The violent confrontation was the biggest single day, gun-related loss of life for law enforcement since four federal agents died 16 years ago during a raid on the Branch Davidian cult in Waco, Texas.
The officers' caskets were draped in American flags and shepherded to the Oracle Arena that passed under a giant U.S. flag held up by two fire truck ladders as they entered the parking lot. Among those speaking at the service Friday were Gov. Arnold Schwarzenegger, U.S. Sens. Dianne Feinstein and Barbara Boxer, and state Attorney General Jerry Brown, a former Oakland mayor.
A spokesman for Oakland Mayor Ron Dellums said the mayor was attending the service, but was asked not to speak by at least one family of the victims. Paul Rose said he did not know which family made the request or the reason.
Acting Oakland Police Chief Howard Jordan said at the start of the service that the officers were "our brothers."
"They rest in peace, because they were men of peace," he said.
President Barack Obama and first lady Michelle Obama thanked the officers in a letter read by Oakland police chaplain Jayson Landeza, saying: "Our nation is grateful for the men and women who work in law enforcement.
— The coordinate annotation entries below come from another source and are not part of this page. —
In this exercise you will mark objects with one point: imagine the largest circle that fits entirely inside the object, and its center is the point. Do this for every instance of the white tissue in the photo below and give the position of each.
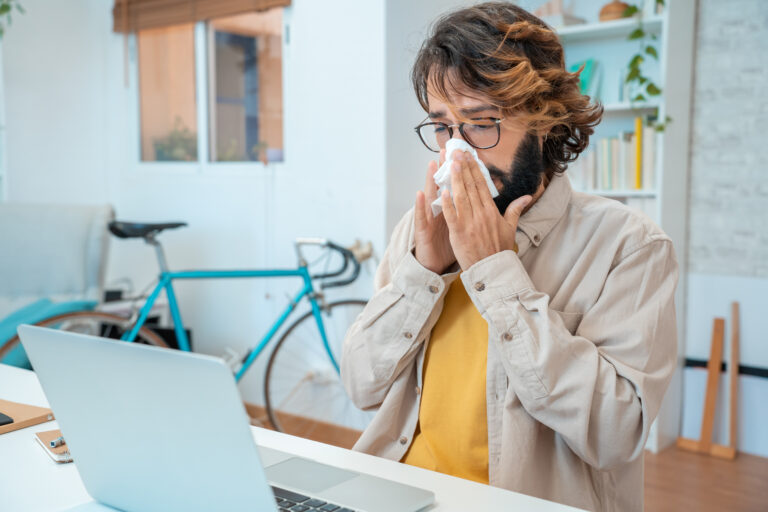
(443, 174)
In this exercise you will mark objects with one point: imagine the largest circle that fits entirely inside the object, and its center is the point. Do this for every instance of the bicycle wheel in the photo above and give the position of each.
(94, 323)
(302, 389)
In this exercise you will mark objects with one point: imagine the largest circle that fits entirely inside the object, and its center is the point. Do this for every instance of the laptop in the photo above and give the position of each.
(153, 429)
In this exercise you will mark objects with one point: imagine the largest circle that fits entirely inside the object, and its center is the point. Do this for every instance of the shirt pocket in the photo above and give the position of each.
(570, 320)
(379, 304)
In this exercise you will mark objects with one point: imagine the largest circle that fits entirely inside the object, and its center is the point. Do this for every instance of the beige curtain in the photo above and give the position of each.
(134, 15)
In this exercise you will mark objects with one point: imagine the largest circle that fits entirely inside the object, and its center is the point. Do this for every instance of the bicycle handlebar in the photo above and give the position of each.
(348, 256)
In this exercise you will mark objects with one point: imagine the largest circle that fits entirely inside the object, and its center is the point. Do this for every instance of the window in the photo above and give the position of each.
(246, 112)
(167, 94)
(241, 93)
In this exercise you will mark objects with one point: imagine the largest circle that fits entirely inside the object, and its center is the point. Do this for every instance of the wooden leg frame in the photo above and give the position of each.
(705, 444)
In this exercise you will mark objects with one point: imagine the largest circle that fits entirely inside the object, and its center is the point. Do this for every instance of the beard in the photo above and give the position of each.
(524, 174)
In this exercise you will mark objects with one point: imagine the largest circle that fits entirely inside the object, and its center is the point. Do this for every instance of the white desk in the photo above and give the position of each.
(30, 481)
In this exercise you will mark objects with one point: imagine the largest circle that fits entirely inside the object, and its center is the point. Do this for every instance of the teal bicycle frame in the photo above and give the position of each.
(166, 283)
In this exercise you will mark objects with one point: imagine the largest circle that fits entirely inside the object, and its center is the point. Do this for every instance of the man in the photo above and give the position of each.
(524, 341)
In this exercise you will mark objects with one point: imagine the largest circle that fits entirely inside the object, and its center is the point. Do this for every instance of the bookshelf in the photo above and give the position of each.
(664, 200)
(608, 29)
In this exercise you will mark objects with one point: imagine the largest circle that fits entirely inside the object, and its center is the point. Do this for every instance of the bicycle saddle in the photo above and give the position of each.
(139, 229)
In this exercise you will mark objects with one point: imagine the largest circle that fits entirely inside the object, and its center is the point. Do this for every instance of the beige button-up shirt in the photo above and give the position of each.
(581, 348)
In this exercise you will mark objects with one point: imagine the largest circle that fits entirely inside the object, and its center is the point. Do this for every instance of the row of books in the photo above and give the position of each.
(626, 162)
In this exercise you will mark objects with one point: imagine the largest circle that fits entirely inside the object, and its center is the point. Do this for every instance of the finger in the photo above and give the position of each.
(430, 187)
(449, 211)
(481, 186)
(459, 192)
(515, 209)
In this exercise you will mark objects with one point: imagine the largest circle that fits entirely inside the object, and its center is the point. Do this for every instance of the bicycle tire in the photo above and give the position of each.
(145, 334)
(328, 405)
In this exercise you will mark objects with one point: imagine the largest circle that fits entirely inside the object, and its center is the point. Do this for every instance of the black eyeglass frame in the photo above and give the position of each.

Their commitment to their fellow man will never be forgotten."
New York City Police Lt. Tommy Ng, who attended the ceremony, said the tragedy brought back memories of Sept. 11. He said he was not surprised by the outpouring of support for his colleagues in Oakland.
"When one of us is hurt, all of us are hurt," Ng said before the service. "We're all brothers."
Minneapolis Police Sgt. Steve Blackwell said he and three other officers drove from Minnesota to the service in Oakland, even though they didn't know the slain policemen.
"It's a national tragedy, so it cuts pretty deep," Blackwell said. "We want to let the people of Oakland see that we care. I hope that this city finds strength from this tragedy to move ahead."
Oakland streets were being patrolled by other law enforcement agencies to allow the city's officers to attend funeral services, reports CBS Station KPIX. All 815 members of the Oakland department have been given permission to go to the ceremony.
Oakland police officer John Wilson, a 25-year veteran of the force, said he knew the four slain officers and promised that their memories would live on.
"They made the ultimate sacrifice," Wilson said. "They will never be forgotten."